Enaiatollah è nato a Nava, nella provincia afghana di Ghazni, dove è vissuto fino all’età di dieci anni, insieme a sua madre e ai suoi due fratelli. La sua famiglia è sciita e appartiene alla minoranza etnica hazara; una minoranza sottomessa e vittima di soprusi da parte della maggioranza pashtun, per i quali è costretto a lavorare anche il padre di Enaiatollah. Durante un viaggio tra l’Iran e l’Afghanistan, il suo camion viene assaltato dai banditi: l’uomo perde la vita e la sua preziosa merce. Quando questa tragedia si abbatte sul destino della famiglia Akbari, il piccolo Enaiatollah ha solo sei anni ma i pashtun pretendono comunque la sua schiavitù come compenso per la merce perduta.
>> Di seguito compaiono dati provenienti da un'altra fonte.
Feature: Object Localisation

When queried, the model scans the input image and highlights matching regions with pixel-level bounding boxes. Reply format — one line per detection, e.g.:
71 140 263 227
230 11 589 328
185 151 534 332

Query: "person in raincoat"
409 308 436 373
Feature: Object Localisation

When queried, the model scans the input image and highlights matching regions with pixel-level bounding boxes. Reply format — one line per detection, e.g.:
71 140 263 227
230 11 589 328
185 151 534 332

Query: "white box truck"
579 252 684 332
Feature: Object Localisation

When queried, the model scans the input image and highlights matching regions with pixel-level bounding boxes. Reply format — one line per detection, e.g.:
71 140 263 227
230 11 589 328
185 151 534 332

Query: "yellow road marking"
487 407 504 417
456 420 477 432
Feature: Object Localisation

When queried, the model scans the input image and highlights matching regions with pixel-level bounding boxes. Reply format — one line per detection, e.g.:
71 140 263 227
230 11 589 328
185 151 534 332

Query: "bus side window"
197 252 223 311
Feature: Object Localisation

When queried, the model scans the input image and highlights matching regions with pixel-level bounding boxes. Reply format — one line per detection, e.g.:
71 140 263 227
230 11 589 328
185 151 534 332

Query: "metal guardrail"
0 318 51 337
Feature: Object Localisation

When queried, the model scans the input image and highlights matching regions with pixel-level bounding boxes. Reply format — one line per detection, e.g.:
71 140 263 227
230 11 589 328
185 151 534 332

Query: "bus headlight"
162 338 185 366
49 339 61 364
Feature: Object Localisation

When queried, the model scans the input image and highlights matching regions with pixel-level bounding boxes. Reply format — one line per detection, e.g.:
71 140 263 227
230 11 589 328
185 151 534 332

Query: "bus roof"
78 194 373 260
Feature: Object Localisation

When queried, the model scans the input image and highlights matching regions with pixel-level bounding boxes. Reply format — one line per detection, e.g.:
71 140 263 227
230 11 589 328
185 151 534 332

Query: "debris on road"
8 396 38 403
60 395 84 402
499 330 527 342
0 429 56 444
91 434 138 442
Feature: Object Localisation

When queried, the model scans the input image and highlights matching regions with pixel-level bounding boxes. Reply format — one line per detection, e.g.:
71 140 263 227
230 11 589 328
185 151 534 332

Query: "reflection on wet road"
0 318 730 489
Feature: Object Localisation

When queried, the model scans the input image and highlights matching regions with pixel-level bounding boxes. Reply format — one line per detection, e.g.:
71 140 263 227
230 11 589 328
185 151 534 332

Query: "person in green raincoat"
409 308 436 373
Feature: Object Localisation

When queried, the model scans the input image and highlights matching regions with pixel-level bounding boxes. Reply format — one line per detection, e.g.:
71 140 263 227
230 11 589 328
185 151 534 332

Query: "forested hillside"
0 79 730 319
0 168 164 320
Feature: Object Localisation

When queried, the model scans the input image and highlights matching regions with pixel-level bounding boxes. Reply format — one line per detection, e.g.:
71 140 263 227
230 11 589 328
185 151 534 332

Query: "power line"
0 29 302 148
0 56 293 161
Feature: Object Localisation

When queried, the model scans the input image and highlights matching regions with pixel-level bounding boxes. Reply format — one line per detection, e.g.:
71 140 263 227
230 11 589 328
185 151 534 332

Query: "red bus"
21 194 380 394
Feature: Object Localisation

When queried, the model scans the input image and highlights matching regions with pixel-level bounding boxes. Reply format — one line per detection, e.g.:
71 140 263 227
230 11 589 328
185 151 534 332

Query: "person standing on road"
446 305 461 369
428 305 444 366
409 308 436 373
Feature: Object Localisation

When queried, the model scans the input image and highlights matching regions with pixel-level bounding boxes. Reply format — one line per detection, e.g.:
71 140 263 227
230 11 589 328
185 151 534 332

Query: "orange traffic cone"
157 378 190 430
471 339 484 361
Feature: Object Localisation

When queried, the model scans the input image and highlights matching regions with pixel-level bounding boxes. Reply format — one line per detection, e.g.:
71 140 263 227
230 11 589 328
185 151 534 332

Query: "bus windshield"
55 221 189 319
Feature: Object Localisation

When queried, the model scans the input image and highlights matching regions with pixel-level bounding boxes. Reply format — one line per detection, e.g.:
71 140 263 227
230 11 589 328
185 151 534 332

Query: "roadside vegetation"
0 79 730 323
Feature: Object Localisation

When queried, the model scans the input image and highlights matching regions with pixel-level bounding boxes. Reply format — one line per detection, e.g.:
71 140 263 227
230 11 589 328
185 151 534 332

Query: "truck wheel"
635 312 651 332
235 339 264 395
Per quattro lunghi anni è costretto a nascondersi e a vivere nell’angoscia lacerante di essere strappato per sempre dalla sua famiglia. Fino al giorno in cui è sua madre a prendere la triste decisione di portare Enaiatollah il più lontano possibile da Nava, dall’Afghanistan, da un destino di miseria e morte che per lui appare già segnato.